Silk is a soft, lustrous fiber taken from the cocoon of the silkworm. Silk garments are delicate and can be easily damaged. If you have a tough stain like oil or chocolate or makeup on a silk garment, for best results, take the stained silk garment to a professional dry cleaner.
If you are a confident home launderer, remember that all stain removal products should be tested in an inconspicuous spot first. Dampen the end of a cotton swab with the stain removal product and touch it to an inside seam or hem. Let it sit for several minutes and then use a dry cotton swab to see if there is color transfer. Also check the area for spotting that may be permanent.
What About Light Soil From Normal Wear?
Read the care label in your silk garments. Some lightweight silks are hand washable in cool water with a mild detergent. Follow standard hand washing guidelines and rinse several times to remove suds. Never wring silk to remove water. Wringing can break the fibers. Dry flat.
Since silk is made of protein, it will dissolve in chlorine bleach. Even dilute solutions of chlorine bleach will cause permanent yellowing, color loss and weakening of silk so never use it even on white silk.
Restoring Dull Silk
If you have mishandled washable silk, it can lose its sheen and become dull. You can restore some of the shine by following these steps:
In a large sink or bucket, add one-fourth cup of white distilled vinegar to each gallon of lukewarm water. Mix well. Completely submerge the garment and swish around to completely soak the dress. Remove from the vinegar water and rinse several times in clean water. Do not wring!

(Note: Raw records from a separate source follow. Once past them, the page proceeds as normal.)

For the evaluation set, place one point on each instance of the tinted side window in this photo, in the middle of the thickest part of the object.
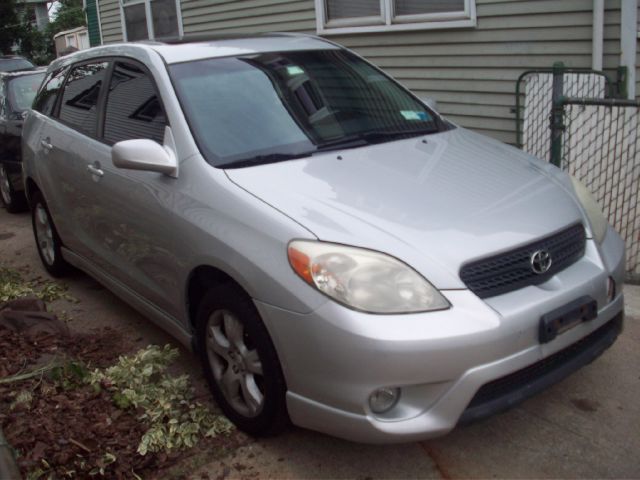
(133, 107)
(80, 97)
(48, 93)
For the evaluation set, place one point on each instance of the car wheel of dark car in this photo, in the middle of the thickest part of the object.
(240, 362)
(47, 239)
(12, 200)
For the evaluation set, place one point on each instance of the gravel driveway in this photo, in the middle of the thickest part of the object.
(588, 426)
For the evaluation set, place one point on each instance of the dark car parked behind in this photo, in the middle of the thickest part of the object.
(17, 91)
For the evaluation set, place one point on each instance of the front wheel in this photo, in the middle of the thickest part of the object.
(12, 200)
(240, 362)
(47, 239)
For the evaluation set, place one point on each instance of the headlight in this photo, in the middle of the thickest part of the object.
(594, 213)
(363, 279)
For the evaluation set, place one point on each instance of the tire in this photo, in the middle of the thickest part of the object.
(46, 236)
(253, 401)
(12, 200)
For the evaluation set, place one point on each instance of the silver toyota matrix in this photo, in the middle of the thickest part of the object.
(336, 252)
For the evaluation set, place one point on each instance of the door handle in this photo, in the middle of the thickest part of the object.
(93, 170)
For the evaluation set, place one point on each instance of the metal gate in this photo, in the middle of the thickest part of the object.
(568, 117)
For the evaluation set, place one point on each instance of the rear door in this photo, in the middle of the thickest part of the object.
(69, 143)
(130, 219)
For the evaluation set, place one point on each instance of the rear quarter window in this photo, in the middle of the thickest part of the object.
(79, 105)
(134, 109)
(46, 97)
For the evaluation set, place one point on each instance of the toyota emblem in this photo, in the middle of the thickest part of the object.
(540, 262)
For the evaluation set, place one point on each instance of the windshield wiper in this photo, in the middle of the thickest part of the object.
(350, 141)
(370, 138)
(264, 159)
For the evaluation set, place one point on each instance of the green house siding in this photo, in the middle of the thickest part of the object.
(471, 72)
(93, 24)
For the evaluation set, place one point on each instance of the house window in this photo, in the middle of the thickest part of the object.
(150, 19)
(353, 16)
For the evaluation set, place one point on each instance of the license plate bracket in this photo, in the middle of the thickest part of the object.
(566, 317)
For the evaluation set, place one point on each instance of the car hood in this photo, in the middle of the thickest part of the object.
(435, 202)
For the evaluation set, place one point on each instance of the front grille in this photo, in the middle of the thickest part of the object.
(511, 270)
(534, 378)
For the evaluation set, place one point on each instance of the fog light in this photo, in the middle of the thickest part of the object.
(384, 399)
(611, 290)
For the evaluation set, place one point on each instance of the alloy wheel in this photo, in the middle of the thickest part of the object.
(236, 365)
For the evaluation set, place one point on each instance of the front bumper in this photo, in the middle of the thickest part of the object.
(334, 358)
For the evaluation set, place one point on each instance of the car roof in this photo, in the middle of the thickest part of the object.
(22, 73)
(196, 48)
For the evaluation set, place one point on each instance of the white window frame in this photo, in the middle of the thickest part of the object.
(388, 21)
(148, 15)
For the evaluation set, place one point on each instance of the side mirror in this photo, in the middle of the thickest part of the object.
(430, 102)
(144, 154)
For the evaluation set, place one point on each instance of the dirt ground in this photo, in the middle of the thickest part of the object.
(587, 426)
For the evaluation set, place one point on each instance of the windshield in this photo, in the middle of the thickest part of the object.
(276, 106)
(13, 64)
(22, 91)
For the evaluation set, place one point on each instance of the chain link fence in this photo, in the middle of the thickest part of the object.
(601, 147)
(534, 101)
(568, 118)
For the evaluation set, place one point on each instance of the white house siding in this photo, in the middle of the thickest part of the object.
(471, 72)
(110, 20)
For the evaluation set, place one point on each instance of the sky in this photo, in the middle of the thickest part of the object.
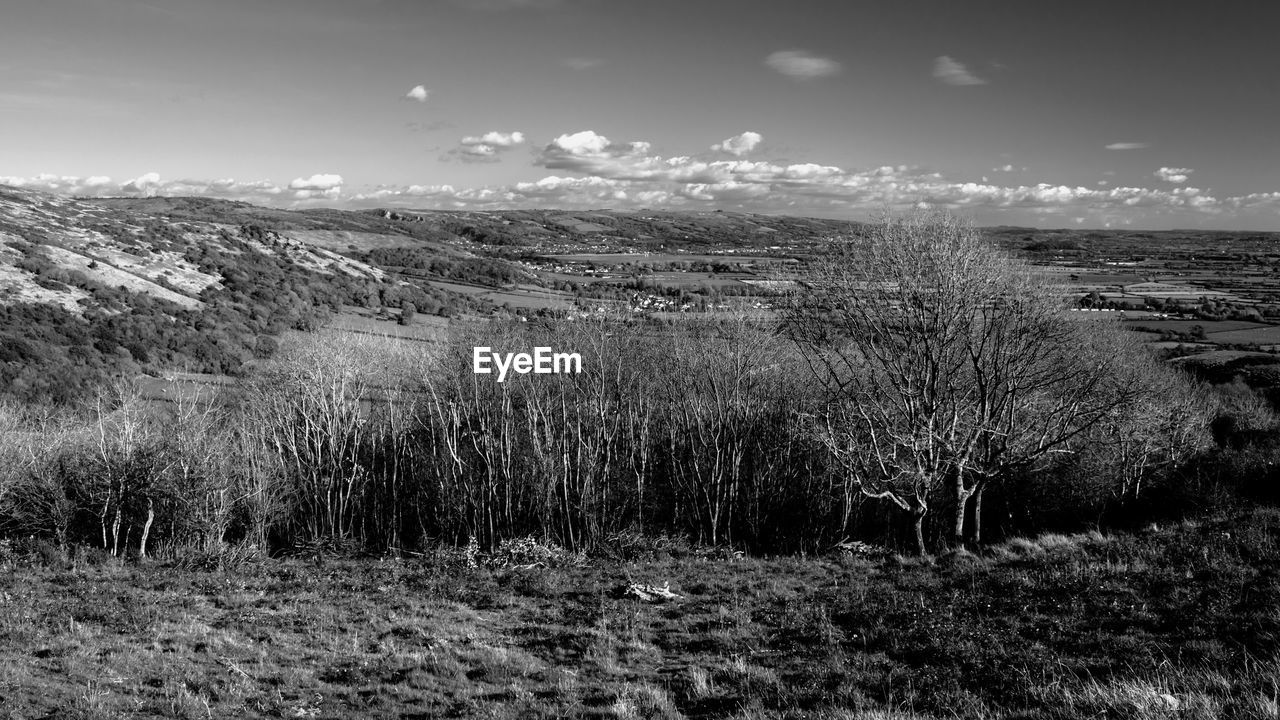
(1091, 114)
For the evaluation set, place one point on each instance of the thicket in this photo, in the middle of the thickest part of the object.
(880, 410)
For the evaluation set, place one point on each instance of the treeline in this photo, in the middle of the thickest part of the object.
(947, 406)
(703, 431)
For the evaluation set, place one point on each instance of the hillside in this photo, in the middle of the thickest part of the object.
(145, 286)
(88, 290)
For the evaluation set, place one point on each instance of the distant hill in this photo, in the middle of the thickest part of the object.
(149, 285)
(94, 288)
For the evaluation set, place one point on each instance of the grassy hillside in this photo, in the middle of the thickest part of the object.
(1174, 623)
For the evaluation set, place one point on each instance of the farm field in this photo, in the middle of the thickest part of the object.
(528, 297)
(1178, 623)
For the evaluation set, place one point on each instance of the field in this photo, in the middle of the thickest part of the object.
(1183, 621)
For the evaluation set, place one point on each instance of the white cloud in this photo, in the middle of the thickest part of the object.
(141, 185)
(952, 72)
(316, 187)
(739, 145)
(801, 64)
(1174, 174)
(583, 63)
(487, 146)
(149, 185)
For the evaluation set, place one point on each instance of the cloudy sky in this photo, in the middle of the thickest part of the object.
(1052, 114)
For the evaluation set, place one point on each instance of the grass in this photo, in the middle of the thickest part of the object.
(1183, 621)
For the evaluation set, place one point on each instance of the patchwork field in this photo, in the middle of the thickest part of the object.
(1176, 623)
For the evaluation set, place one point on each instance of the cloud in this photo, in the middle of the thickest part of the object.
(487, 146)
(1174, 174)
(588, 151)
(952, 72)
(498, 5)
(739, 145)
(583, 63)
(150, 185)
(801, 64)
(141, 185)
(316, 187)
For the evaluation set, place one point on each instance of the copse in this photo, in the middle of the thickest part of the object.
(947, 365)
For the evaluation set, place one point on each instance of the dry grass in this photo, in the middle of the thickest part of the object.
(1184, 623)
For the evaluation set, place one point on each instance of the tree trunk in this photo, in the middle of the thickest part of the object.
(115, 533)
(146, 528)
(961, 506)
(977, 515)
(919, 531)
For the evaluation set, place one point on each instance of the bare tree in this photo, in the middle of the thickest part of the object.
(946, 364)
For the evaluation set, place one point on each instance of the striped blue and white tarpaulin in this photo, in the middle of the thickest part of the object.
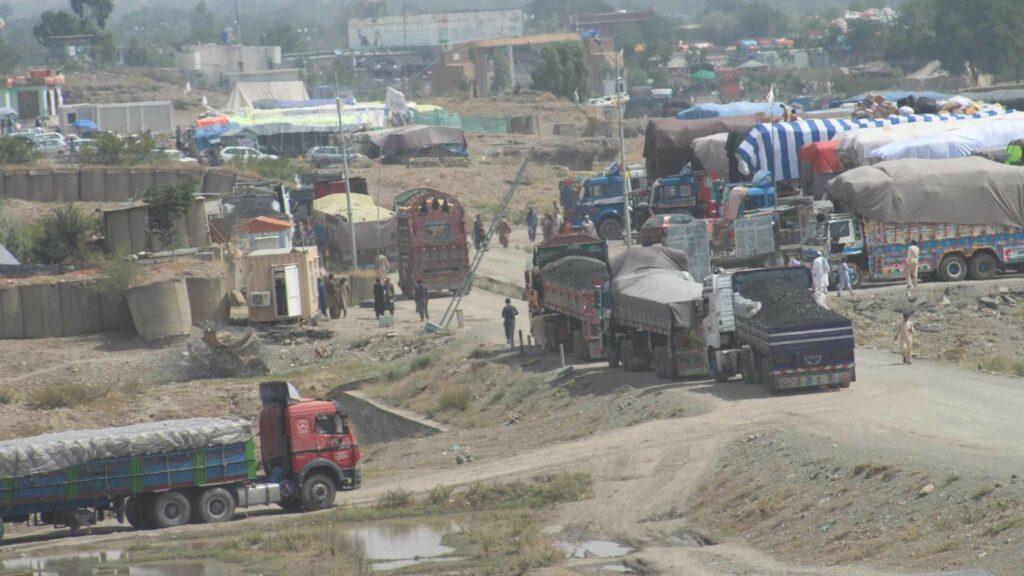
(781, 141)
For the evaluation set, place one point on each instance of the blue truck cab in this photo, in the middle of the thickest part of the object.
(601, 198)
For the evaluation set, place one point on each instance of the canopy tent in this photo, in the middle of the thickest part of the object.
(667, 140)
(246, 94)
(711, 110)
(702, 76)
(775, 147)
(420, 140)
(964, 191)
(710, 151)
(956, 144)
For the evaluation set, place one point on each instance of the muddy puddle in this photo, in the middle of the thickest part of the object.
(383, 545)
(109, 563)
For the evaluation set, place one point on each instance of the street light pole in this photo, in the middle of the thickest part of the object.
(627, 184)
(344, 167)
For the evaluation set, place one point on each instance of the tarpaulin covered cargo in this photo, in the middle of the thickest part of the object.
(956, 144)
(774, 147)
(55, 451)
(420, 140)
(651, 290)
(966, 191)
(714, 110)
(667, 142)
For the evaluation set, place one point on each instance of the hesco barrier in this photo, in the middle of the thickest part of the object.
(66, 309)
(161, 310)
(103, 184)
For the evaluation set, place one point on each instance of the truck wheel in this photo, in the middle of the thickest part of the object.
(983, 265)
(609, 230)
(171, 508)
(215, 504)
(317, 492)
(952, 269)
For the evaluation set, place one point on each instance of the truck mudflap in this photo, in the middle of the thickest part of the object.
(838, 375)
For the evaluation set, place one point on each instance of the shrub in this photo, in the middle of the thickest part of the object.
(456, 398)
(395, 498)
(64, 235)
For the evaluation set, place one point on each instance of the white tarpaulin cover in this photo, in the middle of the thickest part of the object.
(960, 191)
(246, 94)
(51, 452)
(956, 144)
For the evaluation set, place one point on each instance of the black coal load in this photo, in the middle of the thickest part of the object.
(783, 305)
(577, 272)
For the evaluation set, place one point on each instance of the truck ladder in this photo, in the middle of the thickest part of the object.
(467, 281)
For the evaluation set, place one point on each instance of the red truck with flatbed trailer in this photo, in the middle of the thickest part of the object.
(166, 474)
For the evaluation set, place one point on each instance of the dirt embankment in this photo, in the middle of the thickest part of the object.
(814, 502)
(970, 324)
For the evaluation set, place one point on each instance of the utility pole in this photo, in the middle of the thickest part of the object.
(344, 167)
(627, 184)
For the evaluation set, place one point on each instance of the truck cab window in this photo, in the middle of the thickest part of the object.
(326, 423)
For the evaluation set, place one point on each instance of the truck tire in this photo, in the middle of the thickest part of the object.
(983, 265)
(609, 229)
(952, 269)
(713, 368)
(213, 505)
(318, 492)
(170, 508)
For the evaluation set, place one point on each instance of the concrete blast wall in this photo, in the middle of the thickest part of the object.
(161, 310)
(51, 311)
(103, 184)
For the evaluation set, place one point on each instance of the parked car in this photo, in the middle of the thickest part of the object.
(174, 156)
(245, 154)
(653, 230)
(323, 156)
(51, 147)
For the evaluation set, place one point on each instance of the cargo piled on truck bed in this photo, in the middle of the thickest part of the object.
(655, 311)
(565, 293)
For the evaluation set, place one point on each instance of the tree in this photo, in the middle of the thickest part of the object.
(562, 70)
(94, 10)
(167, 204)
(285, 35)
(204, 25)
(503, 74)
(136, 52)
(56, 23)
(64, 235)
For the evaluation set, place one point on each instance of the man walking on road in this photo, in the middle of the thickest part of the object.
(819, 272)
(904, 335)
(912, 258)
(422, 298)
(531, 224)
(383, 266)
(508, 316)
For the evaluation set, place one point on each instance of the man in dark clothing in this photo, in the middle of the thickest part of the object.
(379, 298)
(508, 315)
(422, 297)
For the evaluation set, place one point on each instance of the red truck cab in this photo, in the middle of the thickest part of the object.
(307, 446)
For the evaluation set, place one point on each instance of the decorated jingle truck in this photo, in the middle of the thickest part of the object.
(564, 293)
(166, 474)
(966, 215)
(432, 242)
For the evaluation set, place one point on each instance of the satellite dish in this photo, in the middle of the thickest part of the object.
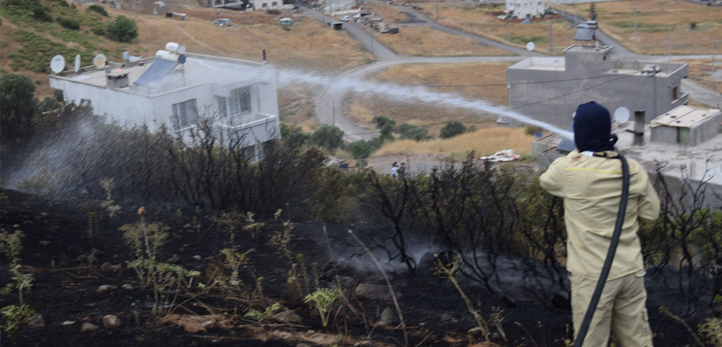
(99, 61)
(621, 115)
(57, 64)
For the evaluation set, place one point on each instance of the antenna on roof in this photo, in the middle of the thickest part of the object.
(57, 64)
(99, 61)
(621, 115)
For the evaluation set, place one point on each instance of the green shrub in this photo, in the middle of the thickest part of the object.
(327, 136)
(98, 31)
(452, 129)
(380, 121)
(69, 23)
(410, 131)
(123, 29)
(97, 9)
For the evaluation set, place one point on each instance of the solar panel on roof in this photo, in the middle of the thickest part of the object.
(584, 34)
(155, 73)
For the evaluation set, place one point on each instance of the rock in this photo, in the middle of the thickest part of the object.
(35, 321)
(108, 267)
(111, 321)
(387, 317)
(477, 331)
(288, 316)
(106, 287)
(367, 291)
(446, 317)
(561, 301)
(87, 326)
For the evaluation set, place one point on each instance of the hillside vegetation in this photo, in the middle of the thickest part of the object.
(36, 30)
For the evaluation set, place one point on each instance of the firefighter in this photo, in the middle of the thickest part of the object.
(589, 180)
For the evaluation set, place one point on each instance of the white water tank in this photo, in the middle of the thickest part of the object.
(170, 56)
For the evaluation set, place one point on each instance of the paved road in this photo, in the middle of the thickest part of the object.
(329, 102)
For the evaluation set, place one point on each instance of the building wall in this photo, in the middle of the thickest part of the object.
(553, 96)
(129, 108)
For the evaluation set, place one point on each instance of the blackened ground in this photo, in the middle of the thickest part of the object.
(65, 288)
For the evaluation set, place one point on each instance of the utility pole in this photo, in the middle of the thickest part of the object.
(551, 45)
(634, 6)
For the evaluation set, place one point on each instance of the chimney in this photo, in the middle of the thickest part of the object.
(638, 128)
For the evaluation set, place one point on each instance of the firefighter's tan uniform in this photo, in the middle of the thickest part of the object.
(591, 187)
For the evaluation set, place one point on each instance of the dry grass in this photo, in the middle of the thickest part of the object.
(700, 71)
(654, 17)
(361, 108)
(482, 142)
(307, 45)
(478, 20)
(424, 41)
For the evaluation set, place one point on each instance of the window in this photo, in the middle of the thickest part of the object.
(240, 100)
(185, 114)
(222, 112)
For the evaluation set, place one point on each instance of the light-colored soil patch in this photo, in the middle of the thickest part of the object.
(707, 75)
(424, 41)
(481, 142)
(654, 18)
(485, 81)
(476, 19)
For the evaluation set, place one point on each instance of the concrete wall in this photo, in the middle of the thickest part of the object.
(581, 78)
(129, 108)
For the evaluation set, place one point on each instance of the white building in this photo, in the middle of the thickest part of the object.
(240, 95)
(521, 9)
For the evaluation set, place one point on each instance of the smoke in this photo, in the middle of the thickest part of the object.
(411, 94)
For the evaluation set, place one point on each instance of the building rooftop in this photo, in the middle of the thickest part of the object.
(197, 70)
(683, 116)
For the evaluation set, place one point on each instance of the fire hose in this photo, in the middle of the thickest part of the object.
(582, 333)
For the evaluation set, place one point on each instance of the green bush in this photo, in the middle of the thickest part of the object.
(410, 131)
(452, 129)
(327, 136)
(69, 23)
(17, 107)
(123, 29)
(98, 9)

Spread the garment on a heavy clean white towel and roll up to absorb the water. Repeat with clean towels until much of the water is absorbed. Hang to air dry using a plastic shaped or molded hanger - no wood that can stain. Do not hang over direct heat or in the sun.
Iron the garment on the wrong side while still damp using a very low heat. Extremely high temperatures when ironing can scorch silk. The scorching or yellowing occurs as the fibers begin to burn. Burned fibers cannot be revived.